Supporters of the bill have primarily been businesses and some of Indiana’s largest employers, who want to purchase renewable energy but are limited in doing so in Indiana.
But more than 60 counties across the state have passed a resolution formally opposing the bill, including commissioners in both Tipton and Miami counties.
The Howard County commissioners have written a letter to the General Assembly in support of local control but have not formally passed a resolution and do not plan to do so in the future.
The board received criticism from Brad Semon, of Greentown, who wanted to know why the board refused to put that in an official resolution. He also commended the board on reaching out to Sen. Jim Buck, R-Kokomo, and talking to the senator regarding his and others’ concerns about the bill.
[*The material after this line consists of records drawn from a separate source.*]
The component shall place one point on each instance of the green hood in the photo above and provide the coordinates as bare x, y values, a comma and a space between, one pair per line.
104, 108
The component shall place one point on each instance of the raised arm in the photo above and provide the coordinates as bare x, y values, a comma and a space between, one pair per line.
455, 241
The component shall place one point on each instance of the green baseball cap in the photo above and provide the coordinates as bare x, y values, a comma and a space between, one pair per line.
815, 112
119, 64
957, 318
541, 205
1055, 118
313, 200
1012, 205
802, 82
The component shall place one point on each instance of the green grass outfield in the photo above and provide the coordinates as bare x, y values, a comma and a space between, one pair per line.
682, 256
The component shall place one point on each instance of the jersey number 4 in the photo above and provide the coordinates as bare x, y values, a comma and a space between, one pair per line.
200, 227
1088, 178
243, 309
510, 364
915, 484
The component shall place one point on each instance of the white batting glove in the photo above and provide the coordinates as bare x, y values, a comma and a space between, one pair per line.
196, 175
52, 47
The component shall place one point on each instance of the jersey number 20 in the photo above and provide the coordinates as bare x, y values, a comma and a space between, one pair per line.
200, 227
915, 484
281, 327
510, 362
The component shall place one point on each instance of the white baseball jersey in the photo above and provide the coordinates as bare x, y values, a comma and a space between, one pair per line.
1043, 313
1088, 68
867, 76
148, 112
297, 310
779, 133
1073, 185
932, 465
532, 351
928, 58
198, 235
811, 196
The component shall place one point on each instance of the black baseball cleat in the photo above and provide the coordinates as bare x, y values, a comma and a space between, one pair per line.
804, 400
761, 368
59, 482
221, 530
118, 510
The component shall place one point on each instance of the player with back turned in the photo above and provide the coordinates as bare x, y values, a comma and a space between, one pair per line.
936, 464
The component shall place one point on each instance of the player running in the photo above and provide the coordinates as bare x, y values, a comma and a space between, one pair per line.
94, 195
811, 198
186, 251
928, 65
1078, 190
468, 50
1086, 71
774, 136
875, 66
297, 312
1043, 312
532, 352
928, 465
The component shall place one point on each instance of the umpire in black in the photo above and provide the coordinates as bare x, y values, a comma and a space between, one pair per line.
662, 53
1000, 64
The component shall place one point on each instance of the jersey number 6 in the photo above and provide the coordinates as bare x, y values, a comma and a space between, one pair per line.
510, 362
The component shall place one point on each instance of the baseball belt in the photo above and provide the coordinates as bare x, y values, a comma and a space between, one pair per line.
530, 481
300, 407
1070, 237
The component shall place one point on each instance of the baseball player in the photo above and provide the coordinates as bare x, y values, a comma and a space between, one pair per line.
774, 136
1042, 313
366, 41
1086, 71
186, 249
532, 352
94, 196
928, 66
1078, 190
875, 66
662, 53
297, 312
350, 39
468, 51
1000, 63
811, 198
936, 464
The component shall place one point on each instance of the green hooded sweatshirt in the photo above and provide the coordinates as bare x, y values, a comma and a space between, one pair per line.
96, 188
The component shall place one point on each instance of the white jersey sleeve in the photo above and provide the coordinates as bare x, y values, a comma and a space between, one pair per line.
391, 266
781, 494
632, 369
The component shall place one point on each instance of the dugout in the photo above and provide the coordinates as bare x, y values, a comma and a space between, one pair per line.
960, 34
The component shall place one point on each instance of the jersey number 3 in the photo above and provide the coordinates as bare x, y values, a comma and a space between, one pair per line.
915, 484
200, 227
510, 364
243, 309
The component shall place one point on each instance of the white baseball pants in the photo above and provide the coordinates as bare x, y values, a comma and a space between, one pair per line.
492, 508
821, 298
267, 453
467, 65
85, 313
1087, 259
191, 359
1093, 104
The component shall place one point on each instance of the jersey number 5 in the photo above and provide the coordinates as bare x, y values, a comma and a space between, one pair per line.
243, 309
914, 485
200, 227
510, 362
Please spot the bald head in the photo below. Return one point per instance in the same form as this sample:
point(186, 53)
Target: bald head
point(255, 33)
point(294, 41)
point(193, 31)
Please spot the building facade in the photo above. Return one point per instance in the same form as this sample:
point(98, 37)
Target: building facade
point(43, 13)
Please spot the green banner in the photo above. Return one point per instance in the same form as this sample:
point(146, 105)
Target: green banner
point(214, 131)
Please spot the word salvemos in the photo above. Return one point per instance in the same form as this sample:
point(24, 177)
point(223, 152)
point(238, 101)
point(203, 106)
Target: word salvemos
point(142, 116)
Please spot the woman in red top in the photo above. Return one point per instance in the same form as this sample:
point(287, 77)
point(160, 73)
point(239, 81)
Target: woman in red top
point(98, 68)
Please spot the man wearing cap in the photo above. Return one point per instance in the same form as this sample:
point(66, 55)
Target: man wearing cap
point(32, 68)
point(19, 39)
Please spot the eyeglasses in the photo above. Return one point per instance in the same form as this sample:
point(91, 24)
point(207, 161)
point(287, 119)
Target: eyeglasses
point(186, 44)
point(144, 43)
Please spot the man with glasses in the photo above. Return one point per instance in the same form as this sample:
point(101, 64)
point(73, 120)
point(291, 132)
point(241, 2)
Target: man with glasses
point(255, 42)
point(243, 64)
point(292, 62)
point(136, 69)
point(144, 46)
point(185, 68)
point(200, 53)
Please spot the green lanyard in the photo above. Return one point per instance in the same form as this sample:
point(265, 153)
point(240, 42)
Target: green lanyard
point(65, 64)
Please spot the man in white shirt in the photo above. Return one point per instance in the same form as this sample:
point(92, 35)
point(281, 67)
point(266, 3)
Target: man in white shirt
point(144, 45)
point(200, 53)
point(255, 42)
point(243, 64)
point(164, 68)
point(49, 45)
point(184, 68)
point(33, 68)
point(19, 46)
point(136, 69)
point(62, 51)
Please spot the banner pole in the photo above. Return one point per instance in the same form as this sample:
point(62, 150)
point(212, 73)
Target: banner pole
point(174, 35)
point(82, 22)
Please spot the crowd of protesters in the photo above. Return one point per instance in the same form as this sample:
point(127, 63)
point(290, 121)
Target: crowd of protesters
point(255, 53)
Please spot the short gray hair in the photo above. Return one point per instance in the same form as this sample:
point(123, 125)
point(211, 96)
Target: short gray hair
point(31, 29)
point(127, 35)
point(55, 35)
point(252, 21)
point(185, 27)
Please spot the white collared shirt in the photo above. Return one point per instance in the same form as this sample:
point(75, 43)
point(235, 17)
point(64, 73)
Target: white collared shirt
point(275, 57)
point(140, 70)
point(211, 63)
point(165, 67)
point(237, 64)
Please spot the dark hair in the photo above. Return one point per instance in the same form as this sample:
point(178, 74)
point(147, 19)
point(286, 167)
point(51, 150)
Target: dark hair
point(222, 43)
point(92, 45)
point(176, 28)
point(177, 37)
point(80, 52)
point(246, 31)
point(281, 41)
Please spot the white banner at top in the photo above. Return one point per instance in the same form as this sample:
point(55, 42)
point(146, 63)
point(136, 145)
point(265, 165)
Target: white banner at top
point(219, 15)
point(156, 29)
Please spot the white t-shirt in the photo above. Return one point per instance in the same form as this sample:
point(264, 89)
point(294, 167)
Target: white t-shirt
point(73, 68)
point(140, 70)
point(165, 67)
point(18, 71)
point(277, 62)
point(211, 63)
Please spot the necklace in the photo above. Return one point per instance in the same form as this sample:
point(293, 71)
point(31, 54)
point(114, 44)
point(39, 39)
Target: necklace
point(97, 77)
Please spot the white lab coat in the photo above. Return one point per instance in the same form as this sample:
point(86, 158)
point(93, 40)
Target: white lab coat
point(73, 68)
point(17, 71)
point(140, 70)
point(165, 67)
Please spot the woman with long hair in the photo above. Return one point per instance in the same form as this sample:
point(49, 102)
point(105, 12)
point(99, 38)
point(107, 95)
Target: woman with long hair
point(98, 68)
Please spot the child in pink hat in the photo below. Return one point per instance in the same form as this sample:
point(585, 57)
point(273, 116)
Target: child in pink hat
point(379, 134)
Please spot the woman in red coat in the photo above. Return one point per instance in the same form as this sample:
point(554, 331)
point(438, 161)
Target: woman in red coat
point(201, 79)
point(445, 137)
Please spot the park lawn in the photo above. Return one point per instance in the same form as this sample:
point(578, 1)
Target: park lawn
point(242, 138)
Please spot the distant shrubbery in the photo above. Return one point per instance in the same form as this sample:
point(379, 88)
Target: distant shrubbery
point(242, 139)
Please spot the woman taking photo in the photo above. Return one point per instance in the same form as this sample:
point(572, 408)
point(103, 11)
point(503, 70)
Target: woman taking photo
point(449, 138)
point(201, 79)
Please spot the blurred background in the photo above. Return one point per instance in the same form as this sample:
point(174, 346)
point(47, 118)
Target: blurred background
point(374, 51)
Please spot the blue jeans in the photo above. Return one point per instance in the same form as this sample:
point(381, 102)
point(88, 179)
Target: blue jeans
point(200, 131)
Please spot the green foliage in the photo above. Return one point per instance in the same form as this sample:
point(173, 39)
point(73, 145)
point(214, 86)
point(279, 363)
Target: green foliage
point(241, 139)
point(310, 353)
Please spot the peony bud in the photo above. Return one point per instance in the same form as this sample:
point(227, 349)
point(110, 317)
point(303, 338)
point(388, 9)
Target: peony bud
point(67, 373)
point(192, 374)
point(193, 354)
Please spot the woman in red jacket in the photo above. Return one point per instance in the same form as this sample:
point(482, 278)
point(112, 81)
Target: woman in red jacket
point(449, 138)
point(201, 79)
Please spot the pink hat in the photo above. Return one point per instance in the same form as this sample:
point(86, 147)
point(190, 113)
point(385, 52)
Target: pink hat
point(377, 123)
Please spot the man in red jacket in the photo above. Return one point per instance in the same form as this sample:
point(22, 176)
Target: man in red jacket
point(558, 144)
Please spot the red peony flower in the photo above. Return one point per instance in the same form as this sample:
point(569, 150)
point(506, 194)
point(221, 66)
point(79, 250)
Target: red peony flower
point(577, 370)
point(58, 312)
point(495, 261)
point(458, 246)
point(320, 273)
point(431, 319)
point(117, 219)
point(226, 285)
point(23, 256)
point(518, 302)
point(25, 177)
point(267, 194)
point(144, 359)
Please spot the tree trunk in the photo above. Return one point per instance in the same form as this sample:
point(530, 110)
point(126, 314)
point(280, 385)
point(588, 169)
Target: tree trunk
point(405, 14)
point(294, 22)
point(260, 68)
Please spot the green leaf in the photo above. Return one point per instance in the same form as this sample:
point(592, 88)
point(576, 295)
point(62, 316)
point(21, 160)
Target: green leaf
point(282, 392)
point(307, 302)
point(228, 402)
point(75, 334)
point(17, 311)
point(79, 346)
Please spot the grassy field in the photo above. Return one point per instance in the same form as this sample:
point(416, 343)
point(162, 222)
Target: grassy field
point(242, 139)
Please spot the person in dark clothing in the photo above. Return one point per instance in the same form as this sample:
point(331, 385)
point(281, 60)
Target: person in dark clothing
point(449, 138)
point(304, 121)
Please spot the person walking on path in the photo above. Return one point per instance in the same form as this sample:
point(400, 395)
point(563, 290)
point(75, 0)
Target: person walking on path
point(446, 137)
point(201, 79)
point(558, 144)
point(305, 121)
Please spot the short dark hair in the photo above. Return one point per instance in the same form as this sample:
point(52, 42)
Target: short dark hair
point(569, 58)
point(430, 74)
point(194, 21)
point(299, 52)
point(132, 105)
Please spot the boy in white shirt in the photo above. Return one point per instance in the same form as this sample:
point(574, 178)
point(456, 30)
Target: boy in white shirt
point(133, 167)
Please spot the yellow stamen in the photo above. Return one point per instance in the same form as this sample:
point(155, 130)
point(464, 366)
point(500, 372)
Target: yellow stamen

“I feel like if we do it, we’re on board, showing opposition to this,” Semon said. “There’s strength in numbers. I just don’t understand why we haven’t written a resolution.”
The commissioners defended themselves by arguing that resolutions have no teeth and that they’d rather personally talk to representatives and make lobbying efforts at the Statehouse.
“Resolutions are nice, but they hold no weight,” Commissioner Paul Wyman said at the board’s March 1 meeting. “I have been spending my time on the phone with people. I’ve been spending my time in meetings. I work better that way.”
In an interview with the Tribune on Friday, Wyman said he understands the state wants to grow its renewable energy capacity and have a plan in place and believes it’s smart to do that, but also believes state and local governments can and should work together more on that plan.
“The current bill that’s before us doesn’t have much influence from local government, especially on things like infrastructure, negotiation power with the company and the opportunity to make sure we are planning these types of development, meaning that they end up in places in our community that make sense longterm,” he said. “From my standpoint, those are the types of things we seem to be focused on, and I feel if we all work together we could figure out a plan that would not only be best for the state of Indiana but also for local communities going forward.”
The fate of HB 1381 is to be decided. It could head to the Senate floor for a vote as currently written or be completely different after amendments to the bill are proposed and either voted in or down. Or it may never reach the Senate floor.